It was all exceptionally easy until the end of the verbal section, when he turned his laptop toward the glass so that I could see the final question:

Mytacism is most like which of the following words:

a. pugnacious

b. misutilization

c. poltophagy

d. levament

e. agog

f. I don’t know

It was the only question so far that had pushed me.

I could feel my neurons firing.

Scrambling to find a toehold.

I had seen this word once, and only once, in my life.

Twelve years ago, for Christmas, Beth had given me a Word-of-the-Day calendar of bizarre and obscure words.

The entry for November 12 had been “mytacism.”

I could see the little square of paper from the small calendar, which had been depleted to the last two months of the year. A magnet held it to our refrigerator in the first house Beth and I had bought together in Bethesda.

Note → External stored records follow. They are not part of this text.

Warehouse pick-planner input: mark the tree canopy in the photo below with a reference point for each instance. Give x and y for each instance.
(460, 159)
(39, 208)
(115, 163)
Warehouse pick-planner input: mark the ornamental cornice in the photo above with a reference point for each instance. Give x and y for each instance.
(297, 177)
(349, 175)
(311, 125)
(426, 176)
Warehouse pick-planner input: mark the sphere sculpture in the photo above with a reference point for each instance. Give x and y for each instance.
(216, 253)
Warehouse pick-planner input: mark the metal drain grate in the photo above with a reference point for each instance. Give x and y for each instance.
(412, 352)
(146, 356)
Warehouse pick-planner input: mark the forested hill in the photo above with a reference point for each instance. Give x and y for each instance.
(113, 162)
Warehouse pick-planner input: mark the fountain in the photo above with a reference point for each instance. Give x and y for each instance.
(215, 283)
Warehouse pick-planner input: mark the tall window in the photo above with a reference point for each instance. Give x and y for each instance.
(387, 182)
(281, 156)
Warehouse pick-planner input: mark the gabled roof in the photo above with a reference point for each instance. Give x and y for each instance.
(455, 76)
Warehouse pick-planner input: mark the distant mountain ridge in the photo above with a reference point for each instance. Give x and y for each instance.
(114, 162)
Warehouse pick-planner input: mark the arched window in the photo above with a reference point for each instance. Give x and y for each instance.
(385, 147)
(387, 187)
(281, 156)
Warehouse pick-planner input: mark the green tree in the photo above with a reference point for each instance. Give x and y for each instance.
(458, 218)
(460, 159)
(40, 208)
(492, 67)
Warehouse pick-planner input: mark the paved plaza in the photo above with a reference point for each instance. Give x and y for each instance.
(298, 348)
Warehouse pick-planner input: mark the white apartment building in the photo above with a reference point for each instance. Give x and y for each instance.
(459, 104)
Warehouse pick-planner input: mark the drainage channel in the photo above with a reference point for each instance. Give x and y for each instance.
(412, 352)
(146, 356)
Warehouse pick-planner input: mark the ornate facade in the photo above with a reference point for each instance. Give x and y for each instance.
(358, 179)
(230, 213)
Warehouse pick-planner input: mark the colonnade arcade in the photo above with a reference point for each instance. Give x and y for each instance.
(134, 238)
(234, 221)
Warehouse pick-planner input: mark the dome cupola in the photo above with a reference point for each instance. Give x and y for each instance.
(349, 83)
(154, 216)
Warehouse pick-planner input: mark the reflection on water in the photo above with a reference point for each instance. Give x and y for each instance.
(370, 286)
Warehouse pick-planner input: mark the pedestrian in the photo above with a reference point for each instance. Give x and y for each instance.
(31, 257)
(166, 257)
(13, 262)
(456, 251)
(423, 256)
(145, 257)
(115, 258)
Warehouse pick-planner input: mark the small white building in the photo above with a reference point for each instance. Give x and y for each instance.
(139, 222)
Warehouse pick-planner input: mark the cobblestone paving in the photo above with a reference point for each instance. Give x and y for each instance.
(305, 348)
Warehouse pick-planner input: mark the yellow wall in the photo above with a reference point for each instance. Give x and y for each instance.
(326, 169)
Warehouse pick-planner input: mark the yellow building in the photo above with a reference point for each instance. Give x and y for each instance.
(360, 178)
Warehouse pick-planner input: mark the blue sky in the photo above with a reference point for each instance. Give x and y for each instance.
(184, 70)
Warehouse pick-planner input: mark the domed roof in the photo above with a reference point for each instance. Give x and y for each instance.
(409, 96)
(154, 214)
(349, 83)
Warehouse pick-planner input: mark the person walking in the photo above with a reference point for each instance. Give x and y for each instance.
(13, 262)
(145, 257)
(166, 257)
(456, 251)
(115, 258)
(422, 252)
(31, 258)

It was still early that morning when I’d ripped off the sheet for November 11 (spanghew: to throw violently into the air; especially, to throw (a frog) into the air from the end of a stick)。

Ava was two, and she was already awake and toddling about, saying, “Meal, meal, meal.” Translation: “I want oatmeal.” Her favorite food at the time.

I saw a perfect image of that word entry.

November 12

my·ta·cism | \ ?mīt-?-?siz-?m \

: excessive or wrong use of the sound of the letter m

I said, “B. Misutilization.”

Dr. Romero made a note.

“This one took you 2.3 seconds longer than any of your other answers.”

“I’d only seen the word once before.”

“When? In what context?”

I told him.

He nodded, said, “You haven’t selected ‘I don’t know’ for any of the questions yet. Can you explain to me how you’re coming up with your answers?”

“Simple. I either know the answer or I don’t, and so far, I haven’t encountered a word I haven’t seen before.”

“So you haven’t guessed at any words?”

“No.”

“Would you say you have perfect memory?”

I thought about it. “I don’t know if it’s perfect, but it’s very good.”

“Better than before Denver?”

“For sure. And getting sharper every day.”

“Can you recall what you were doing on this day last year?”

I thought about it. “Yes.”

“To what level of detail?”

“As if a camera were behind my eyes, recording everything I saw and experienced.”

“Do you remember the thoughts you had?”

One year ago today, I was in Kansas City, Missouri, with Nadine. We were there to raid the house of a man who was suspected of building and selling gene-editing kits to enhance muscle—mainly to weight lifters and professional athletes.

I found that I could “punch in” to any moment of that day. Waking up in the hotel and grabbing my phone off the bedside table to find a text from Beth:

Morning, love, how’d you sleep?

To eating burnt ends at Arthur Bryant’s barbecue joint. The smells and the sounds, right down to the conversation at the table beside ours, the woman saying…

“Yes,” I said. “I can even remember certain trains of thought.”

He tested my mathematical ability next, and I found it even easier than the verbal section.

“In an ocean, there is a smack of jellyfish,” Dr. Romero said. “Every day, the group doubles in size. If it takes ninety days for the jellyfish to cover the entire ocean, how long would it take for the jellyfish to cover half of the ocean?”

“You’re wasting my time and yours,” I said.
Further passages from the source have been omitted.